アフリカゾウの高所フィーダー

2026年4月17日

多摩動物公園のアフリカゾウ舎にはネット、ガス管、単管パイプ、漁業用ブイなど、一見すると「なぜこんなところに?」と思うような人工物が設置されています。これらは「フィーダー」(給餌器)と呼ばれるもので、えさ入れとしての機能に加え、採食時間の延長や動物種の特異な行動や能力を引き出すための役割があります。

野生のアフリカゾウは一日の大半を移動しながらえさの探索、採食に時間を費やします。

しかし、飼育下ではえさを探して歩きまわる必要もなく、決められた時間にある程度まとめて給餌がおこなわれることも多いため、短時間で採食を終えてしまいます。さらに、長い鼻を使って高い位置にある枝葉を取ったり、鋭敏な嗅覚や聴覚を用いてえさを探したりといった本来ゾウに備わっている能力も十分に発揮する必要がありません。

そこで飼育担当者はさまざまなフィーダーを自作して設置することにより、少しでも採食時間を延長し、ゾウ本来の行動や能力を発揮させることができるように努めています。

今回はそんなフィーダーのなかでも、高所に設置したフィーダーに注目してご紹介します。

高所にえさを設置することにはいくつか利点がありますが、そのなかの一つに運動を促すことがあります。

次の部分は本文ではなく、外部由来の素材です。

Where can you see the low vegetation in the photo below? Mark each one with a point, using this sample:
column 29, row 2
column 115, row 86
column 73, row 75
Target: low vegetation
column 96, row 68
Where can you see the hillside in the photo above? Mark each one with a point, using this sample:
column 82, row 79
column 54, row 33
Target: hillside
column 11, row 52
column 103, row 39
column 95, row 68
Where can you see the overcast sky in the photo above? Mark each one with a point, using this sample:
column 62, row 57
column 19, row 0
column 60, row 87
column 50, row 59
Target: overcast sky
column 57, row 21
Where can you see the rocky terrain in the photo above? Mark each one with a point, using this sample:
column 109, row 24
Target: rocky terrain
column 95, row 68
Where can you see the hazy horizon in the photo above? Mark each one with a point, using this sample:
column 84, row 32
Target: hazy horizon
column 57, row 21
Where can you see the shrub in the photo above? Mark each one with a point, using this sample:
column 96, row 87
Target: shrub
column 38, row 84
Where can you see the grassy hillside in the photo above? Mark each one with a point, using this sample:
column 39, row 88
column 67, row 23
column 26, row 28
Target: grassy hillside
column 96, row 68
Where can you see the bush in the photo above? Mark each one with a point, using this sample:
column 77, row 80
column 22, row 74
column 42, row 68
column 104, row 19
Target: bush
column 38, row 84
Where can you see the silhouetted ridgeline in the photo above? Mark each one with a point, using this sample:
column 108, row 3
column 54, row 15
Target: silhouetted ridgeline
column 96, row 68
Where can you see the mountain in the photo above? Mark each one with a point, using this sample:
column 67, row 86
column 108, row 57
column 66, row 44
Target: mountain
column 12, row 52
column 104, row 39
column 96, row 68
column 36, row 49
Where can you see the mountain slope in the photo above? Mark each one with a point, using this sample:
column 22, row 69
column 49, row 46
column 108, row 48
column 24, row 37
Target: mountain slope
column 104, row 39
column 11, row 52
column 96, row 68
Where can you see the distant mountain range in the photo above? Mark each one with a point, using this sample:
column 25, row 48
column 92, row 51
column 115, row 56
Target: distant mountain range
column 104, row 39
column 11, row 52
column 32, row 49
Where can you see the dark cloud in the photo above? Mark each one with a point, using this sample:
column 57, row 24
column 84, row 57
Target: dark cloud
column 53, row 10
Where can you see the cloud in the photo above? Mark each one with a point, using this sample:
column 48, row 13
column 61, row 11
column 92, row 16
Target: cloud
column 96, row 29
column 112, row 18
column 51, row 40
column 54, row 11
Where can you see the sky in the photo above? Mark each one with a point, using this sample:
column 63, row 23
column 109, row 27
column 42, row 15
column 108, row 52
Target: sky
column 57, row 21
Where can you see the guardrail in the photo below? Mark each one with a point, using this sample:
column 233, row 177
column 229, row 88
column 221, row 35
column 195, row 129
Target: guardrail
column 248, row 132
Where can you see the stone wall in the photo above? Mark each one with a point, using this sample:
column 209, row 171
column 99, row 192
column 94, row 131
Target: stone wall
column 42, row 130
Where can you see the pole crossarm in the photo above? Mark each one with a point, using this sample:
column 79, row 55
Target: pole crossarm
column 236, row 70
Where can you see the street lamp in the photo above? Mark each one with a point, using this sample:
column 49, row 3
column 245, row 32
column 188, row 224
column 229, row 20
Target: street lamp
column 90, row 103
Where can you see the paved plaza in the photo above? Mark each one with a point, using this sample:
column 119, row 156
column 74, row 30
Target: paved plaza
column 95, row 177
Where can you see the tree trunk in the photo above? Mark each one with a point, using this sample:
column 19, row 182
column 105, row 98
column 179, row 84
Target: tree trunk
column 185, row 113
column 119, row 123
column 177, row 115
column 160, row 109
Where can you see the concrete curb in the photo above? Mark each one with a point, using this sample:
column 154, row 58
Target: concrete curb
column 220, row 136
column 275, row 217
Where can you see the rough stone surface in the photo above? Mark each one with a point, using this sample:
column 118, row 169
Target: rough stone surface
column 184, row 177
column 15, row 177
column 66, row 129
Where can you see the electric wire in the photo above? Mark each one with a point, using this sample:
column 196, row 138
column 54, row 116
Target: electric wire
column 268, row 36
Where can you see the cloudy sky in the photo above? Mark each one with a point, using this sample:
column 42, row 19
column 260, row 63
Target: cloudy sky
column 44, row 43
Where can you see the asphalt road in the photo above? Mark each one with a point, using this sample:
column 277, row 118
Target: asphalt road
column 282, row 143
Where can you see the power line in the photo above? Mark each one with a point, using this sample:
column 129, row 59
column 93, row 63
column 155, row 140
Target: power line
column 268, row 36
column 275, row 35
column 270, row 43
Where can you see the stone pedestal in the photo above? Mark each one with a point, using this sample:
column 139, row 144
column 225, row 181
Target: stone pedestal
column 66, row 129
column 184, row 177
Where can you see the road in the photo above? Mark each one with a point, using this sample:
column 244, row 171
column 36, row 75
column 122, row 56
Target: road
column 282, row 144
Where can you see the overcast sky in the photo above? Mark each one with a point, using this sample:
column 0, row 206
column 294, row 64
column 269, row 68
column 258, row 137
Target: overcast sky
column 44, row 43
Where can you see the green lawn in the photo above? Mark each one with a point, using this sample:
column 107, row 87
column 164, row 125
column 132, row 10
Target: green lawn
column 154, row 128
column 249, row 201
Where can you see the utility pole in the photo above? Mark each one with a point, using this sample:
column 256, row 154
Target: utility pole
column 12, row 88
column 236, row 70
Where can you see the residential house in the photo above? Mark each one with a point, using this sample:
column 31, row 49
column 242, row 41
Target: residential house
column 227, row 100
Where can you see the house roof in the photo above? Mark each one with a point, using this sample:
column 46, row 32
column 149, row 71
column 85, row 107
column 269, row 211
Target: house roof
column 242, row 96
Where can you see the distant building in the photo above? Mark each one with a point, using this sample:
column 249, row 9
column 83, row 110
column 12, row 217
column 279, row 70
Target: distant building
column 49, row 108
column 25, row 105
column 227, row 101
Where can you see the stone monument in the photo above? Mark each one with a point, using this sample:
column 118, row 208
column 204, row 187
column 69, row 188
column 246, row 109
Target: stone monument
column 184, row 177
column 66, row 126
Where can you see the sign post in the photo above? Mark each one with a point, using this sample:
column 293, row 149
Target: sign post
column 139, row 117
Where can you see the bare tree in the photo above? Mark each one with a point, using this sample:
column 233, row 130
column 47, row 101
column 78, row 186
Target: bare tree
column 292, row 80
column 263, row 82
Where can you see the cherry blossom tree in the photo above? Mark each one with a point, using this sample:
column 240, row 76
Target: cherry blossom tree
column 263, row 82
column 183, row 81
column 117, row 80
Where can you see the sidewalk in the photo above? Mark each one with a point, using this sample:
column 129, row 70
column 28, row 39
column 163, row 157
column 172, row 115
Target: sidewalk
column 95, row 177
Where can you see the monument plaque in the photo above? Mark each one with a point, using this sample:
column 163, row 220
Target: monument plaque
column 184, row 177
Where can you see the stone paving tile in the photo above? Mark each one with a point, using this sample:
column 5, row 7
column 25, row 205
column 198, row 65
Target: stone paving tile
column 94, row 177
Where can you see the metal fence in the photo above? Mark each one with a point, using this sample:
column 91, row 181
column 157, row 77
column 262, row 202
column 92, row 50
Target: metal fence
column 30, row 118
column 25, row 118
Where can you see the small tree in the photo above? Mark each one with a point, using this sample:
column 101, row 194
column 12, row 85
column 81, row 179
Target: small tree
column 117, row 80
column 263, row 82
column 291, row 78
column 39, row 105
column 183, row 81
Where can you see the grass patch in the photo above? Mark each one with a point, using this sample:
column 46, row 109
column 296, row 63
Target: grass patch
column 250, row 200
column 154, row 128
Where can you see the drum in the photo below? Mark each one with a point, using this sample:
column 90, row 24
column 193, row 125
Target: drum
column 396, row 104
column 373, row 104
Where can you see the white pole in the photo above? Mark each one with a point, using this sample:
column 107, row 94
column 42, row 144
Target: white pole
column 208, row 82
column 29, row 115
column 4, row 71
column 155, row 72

ゾウは鼻や頭を持ち上げて採食する際に、後肢に重心を移動させ、前肢を突っ張って背筋などの体幹の筋肉を動員する必要があります。野生では、ゾウ特有の高い位置の枝葉や果実を採食する際におこなう動作ですが、飼育下で再現することにより筋肉の発達とゾウ本来の行動を促し、採食時間の延長を図ることができます。

主なフィーダーの紹介

ヘイネット

ヘイ(乾草)を入れるために設計された馬用のネットです。ネットの隙間から鼻を使ってえさを取り出し採食できます。また、落ちて散らばった乾草を鼻で集める動作も引き出せます。

ブイ、ガス管

漁業用のブイと都市ガス供給用の管を用いたフィーダーです。穴を開けて中にサツマイモやニンジン、ペレットなどを入れています。鼻を使って振ったり回したりして、くふうしてえさを取り出します。

消防ホース

枝葉を給餌する際に使用します。鼻を使って葉をちぎったり、枝を折ったりして採食します。

自動給餌器

電磁石を使用した夜間用の給餌装置です。ヘイネットやブイ、ガス管などをぶら下げておき、設定した任意の時間に落とすことができます。時間設定を変えることで給餌に変化を与えられ、落下音を合図にえさの場所を探させる刺激にもなります。

電磁石を使用した自動給餌器
電磁石を使用した自動給餌器
電磁石を使用した自動給餌器

これらのフィーダーを設置することで、飼育下での採食時間を延ばし、少しでもゾウ本来の行動を促すことを目指しています。自作ということでときどき不具合が発生するなど、まだまだ改善の余地はありますが、ゾウの生活がより豊かになるよう今後も尽力していきます。